On both sides of the street are steel tripods bearing colorful lights. This installation was created by Olafur Eliasson and is entitled ”Leuchttürme” (Lighthouses).

Eliasson was born in 1967 in Denmark. As a child he spent considerable time in Iceland; later he studied at the Royal Academy of Art in Copenhagen. He has had numerous solo exhibitions since 1997, and his works – ranging from installations, to paintings, sculptures, photographs and films – can be seen in museums across the world.

In 2003 he represented Denmark at the 50th Biennale in Venice. Following a call to the University of Arts in Berlin, he founded an institute for spatial experimentation there and headed it until 2014. He has been a member of the Academy of Arts since 2012, and lives in Berlin and Copenhagen.

Olafur Eliasson‘s work is primarily concerned with physical phenomena in nature – light, movement, or reflections. In this piece, each of the lighthouse lanterns is dedicated to a color field, which divides the surrounding environment into colored segments. A person passing by on foot or by car notices the change in color.
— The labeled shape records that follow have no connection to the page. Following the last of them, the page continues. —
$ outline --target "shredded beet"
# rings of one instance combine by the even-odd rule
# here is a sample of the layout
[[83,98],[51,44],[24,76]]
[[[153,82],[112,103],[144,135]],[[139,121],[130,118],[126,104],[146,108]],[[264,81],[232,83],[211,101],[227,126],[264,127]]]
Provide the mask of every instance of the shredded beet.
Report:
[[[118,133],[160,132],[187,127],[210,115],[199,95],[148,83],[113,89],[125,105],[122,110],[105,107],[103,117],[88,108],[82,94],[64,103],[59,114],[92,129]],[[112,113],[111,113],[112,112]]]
This points to the fact that the color and details of the world are dependent on the perspective of the viewer.


Modern research uses the terms ”Leuchtturm” projects and institutes that receive special funding and are expected to have a potent influence on society. The title evokes associations. One interpretation is that one should take care not to see oneself as a beacon of science. Another points to the transdisciplinary nature of research. From this perspective the colored segments of light might be seen as an allegory for scientific subdisciplines. They seem to be separate in the way colors of the spectrum do. But upon a closer examination of the installation, the borders between colors seem to dissolve. The traditional distinctions between scientific subdisciplines are similarly artificial. Perhaps this is a call to look for knowledge in all directions.

The installation was purchased for the sculpture park in 2000, with funds from the LOTTO-Stiftung Berlin.